There is a catch to this no-diet diet, however: Intuitive eaters only eat when they're hungry and stop when they're full.

That means not eating a box of chocolates when you're feeling blue or digging into a big plate of nachos just because everyone else at the table is.

The trade-off is the opportunity to eat whatever your heart desires when you are actually hungry.

"One of the advantages of intuitive eating is you're always eating things that are most appealing to you, not out of emotional reasons, not because it's there and tastes good," he said. "Whenever you feel the physical urge to eat something, accept it and eat it. The cravings tend to subside. I don't have anywhere near the cravings I would as a 'restrained eater.'"

"You definitely lose weight on a diet, but resisting biological pressures is ultimately doomed," Hawks said.

...overweight at a new job at BYU, Hawks decided it was time for a lifestyle change.

He stopped feeling guilty about eating salt-and-vinegar potato chips. He also stopped eating when he wasn't hungry.

Slowly and steadily his weight began to drop. Exercise helped.

"I was pretty skeptical of the idea you could eat anything you wanted until you didn't feel like it. It struck me as odd," said Peck, who is an assistant professor at BYU.

But 11 months later, Peck sometimes eats mint chocolate chip ice cream for dinner, is 35 pounds lighter and a believer in intuitive eating.

"There are times when I overeat. I did at Thanksgiving," Peck said. "That's one thing about Steve's ideas, they're sort of forgiving. On other diets if you slip up, you feel you've blown it and it takes a couple weeks get back into it. ... This sort of has this built-in forgiveness factor."

"The one thing all diets have in common is that they restrict food," said Michael Goran, an obesity expert at the University of Southern California. "Ultimately, that's why they usually fail," he said.

"At some point you want what you can't have," Goran said. Still, he said intuitive eating makes sense as a concept "if you know what you're doing."

In a small study published in the American Journal of Health Education, Hawks and a team of researchers examined a group of BYU students and found those who were intuitive eaters typically weighed less and had a lower risk of cardiovascular disease than other students.
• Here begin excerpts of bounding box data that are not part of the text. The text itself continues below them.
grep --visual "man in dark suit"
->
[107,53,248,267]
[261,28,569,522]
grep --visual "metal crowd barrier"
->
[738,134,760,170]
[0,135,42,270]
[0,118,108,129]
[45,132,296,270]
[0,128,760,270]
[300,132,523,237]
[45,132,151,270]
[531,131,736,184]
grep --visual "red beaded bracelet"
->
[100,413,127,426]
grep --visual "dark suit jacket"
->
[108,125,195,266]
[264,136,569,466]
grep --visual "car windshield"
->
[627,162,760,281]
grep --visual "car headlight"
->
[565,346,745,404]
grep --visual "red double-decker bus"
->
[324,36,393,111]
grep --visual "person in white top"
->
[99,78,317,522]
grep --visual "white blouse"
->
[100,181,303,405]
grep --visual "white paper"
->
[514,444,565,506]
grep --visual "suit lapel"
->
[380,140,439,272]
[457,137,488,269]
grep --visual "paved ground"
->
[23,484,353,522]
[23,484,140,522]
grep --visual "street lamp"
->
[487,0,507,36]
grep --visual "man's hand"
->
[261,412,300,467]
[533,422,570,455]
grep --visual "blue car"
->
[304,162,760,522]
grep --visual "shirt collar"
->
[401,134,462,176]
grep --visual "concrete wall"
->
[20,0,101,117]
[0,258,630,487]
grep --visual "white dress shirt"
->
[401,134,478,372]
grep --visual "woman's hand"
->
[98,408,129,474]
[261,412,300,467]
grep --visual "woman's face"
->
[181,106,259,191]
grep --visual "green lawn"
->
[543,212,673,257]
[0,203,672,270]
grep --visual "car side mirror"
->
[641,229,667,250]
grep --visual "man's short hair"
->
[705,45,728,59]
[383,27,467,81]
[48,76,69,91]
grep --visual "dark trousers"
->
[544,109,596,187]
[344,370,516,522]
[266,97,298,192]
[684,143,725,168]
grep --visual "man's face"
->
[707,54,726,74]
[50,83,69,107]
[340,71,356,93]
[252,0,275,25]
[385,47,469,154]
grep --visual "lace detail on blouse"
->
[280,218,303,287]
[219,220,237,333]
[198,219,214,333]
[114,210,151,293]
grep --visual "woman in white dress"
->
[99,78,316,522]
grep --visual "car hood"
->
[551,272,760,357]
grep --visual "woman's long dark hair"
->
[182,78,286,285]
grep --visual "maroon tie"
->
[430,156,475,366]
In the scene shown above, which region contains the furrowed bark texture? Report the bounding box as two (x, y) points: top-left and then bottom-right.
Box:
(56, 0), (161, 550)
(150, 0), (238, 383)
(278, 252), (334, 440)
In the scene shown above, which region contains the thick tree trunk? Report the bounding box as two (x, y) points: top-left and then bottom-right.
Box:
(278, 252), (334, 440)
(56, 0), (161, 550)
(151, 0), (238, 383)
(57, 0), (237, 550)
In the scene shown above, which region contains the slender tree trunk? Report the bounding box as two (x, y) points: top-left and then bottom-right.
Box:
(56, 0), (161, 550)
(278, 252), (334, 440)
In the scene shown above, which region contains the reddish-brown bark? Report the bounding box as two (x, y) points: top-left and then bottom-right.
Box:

He said the study indicates intuitive eating is a viable approach to long-term weight management and he plans to do a larger study across different cultures. Ultimately, he'd like intuitive eating to catch on as a way for people to normalize their relationship with food and fight eating disorders.

"Most of what the government is telling us is, we need to count calories, restrict fat grams, etc. I feel like that's a harmful message," he said. "I think encouraging dietary restraint creates more problems. I hope intuitive eating will be adopted at a national level."


I believe I'll try this out. I'll let you know how it works for me.